In Singapore I attended a useful training session for would be contest speakers at an advanced club meeting at Braddell Heights Community Centre.
At Toastmasters International regular meetings we announce the first and second and sometimes third place winners but don't release scores for topics and speeches and evaluations.
Good reasons for this. If you got no votes you might be completely demoralised. Especially if a newcomer. Equally so if highly experienced. Equally, you might feel resentful if one person got all the votes, or if everybody got two or three votes so that one more vote (you voting for yourself would have made you the winner). Once you become more experienced you might vote for somebody else if you think your speech is better but you want a newcomer to win - although I understand you are supposed to vote for best speech/topic/evaluation regardless.
More useful is to explain the contest judging criterion in advance. The first time I entered a humorous speech contest I thought my speech was by far the funniest. I got audience laughs; both I and friends in the audience were baffled as to why I hadn't won.

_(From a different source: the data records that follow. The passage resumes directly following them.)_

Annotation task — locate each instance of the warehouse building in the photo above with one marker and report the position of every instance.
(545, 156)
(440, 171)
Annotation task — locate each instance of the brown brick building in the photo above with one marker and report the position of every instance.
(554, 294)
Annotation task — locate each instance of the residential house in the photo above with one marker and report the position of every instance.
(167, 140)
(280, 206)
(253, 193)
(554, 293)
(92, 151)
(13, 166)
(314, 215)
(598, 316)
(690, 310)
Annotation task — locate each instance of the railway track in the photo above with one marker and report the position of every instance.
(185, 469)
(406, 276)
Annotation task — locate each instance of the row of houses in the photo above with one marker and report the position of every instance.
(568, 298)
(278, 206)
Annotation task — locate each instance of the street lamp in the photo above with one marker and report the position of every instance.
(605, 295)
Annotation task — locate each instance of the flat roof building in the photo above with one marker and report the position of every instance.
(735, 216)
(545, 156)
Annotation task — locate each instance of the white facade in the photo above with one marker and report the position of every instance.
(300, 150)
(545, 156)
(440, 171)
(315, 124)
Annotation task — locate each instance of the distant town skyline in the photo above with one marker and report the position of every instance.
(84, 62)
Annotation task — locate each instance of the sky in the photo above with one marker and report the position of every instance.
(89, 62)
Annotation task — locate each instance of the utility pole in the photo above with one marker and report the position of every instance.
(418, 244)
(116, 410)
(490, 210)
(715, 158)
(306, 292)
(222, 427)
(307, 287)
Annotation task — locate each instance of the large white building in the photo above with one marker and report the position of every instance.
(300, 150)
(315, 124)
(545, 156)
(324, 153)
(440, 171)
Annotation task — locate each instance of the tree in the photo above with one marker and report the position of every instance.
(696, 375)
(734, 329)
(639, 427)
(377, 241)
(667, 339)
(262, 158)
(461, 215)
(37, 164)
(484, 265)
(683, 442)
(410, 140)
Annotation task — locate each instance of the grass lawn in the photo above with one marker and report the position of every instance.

So I asked a senior toastmasters. It turned out that he had been one of the judges. He pointed out that though he could not comment on my speech, the criteria for judging (which I'd never seen) allocated more points to the content and structure of the speech. I'd done a stand-up comedy skit. (I'd just been to a comedy workshop course). I gave a series of funny jokes on the theme of teacher's mishaps and troubles teaching, very amusing stories from my career teaching, but no point or message, no punchline, no summary, no call to action.

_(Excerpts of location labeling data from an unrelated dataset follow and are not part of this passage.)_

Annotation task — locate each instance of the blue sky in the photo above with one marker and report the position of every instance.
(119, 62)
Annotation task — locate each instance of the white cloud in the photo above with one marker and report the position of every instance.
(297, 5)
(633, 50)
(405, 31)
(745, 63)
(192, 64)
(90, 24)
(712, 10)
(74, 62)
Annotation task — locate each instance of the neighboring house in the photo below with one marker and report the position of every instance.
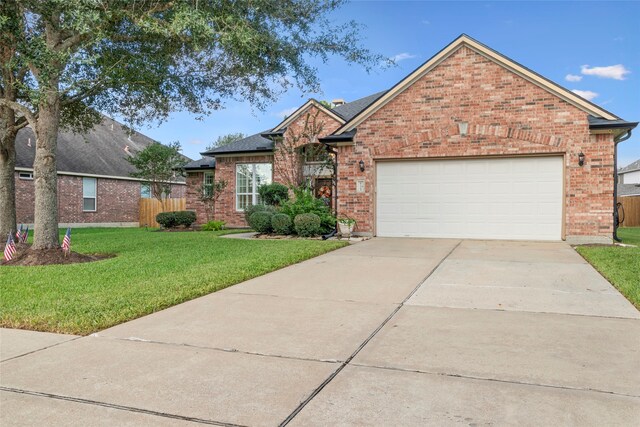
(94, 183)
(469, 145)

Summary of this comment: don't reveal judges and scores, but make it clear in advance what judges should be looking for.
Hold a training session in the meeting prior to contest on what makes a good speech. Don't just allow that training to be optional, so it's done mostly by advanced clubs. Schedule pre-contest speaking/judging training session, with a target speech, into a Toastmasters worldwide calendar. Scheduled training would be really helpful for new presidents, new VPEs arranging meetings and agendas; plus potential contestants, new members, new judges, and those keen to enter first time or scared to do so - who after training might enter contests or volunteer as judges, if they had previously been given guidance.